The doctrine is thus stated that, where plaintiff is subjectively aware of, (has actual knowledge of, in fact) and fully appreciates, the particular risk that caused his injury, and has voluntarily chosen to encounter that risk, he is not entitled to recover for defendant’s alleged negligence (breach of duty.
9. Preconditions and application of the doctrine following Li v. Yellow Cab Plaintiff’s decision to encounter the known risk must, in fact, be voluntary:
See McDermott v. Platte County (Where plaintiff slips on defendant’s icy parking lot while attempting to enter an exhibition hall, she may avoid the doctrine where the defendant has locked a more convenient entry door);
and see Jimenez v. Morgan Drive Away, Inc. (Where a mechanical emergency forces plaintiff to park his truck on highway emergency shoulder, he is not subject to assertion of the doctrine of assumption of the risk by a truck driver whose truck collides with his car).

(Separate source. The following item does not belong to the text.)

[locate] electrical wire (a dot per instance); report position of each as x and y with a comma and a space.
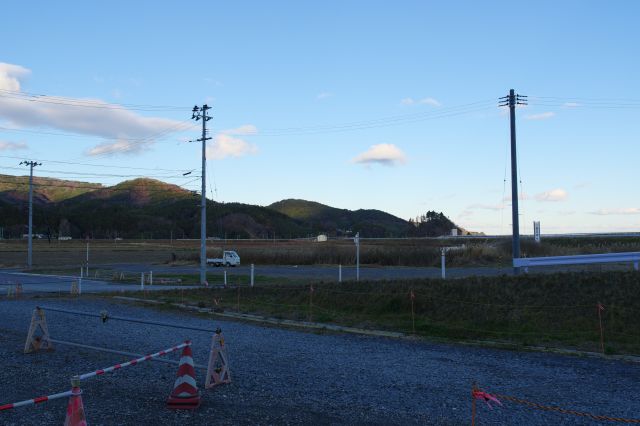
383, 122
99, 165
85, 103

Plaintiff does not assume the risk of defendant’s negligence where he has no reason to anticipate defendant’s negligent act or omission (Cf. inherent risk of activity vs. risk created by defendant’s breach of duty)
Plaintiff may be denied recovery where a specific risk has been the subject of an express contract:
Such contracts will, however, be strictly construed;
Public policy (i.e., implication of public interest, unfair advantage or coercion) may defeat the contractual agreement (e.g., unqualified releases of liability, releases required of a party with unequal bargaining power, etc.).
10. Knight v. Jewett: Limitation of the doctrine of assumption of risk and the preservation of comparative negligence doctrine Following Li, the California court recognizes a “partial merger” of comparative negligence and assumption of risk:
Primary assumption of risk remains a complete defense to liability: In those instances where defendant has no duty to protect plaintiff from a particular risk, that conclusion may be expressed as plaintiff’s assumption of the inherent risk of injury (the moving train, the batted ball in the baseball park, etc.);
Secondary assumption of risk – plaintiff’s encountering of a risk created by defendant’s breach of a duty of reasonable care does not relieve the defendant of liability for his negligence, but is evaluated as conduct which should diminish plaintiff’s recovery under principles of comparative fault or comparative causation.
Such rules are consistent with the definition of contributory negligence in California (see Mark), and with Li’s basic holding that “[when] both parties are partially at fault for an injury, a rule which places all of the loss on one of the parties is inherently inequitable.” Li’s comparative fault principles reject the theory that a plaintiff essentially “consents” to defendant’s breach of duty, and instead embrace the concept of “equitable apportionment or allocation of loss” according to fault.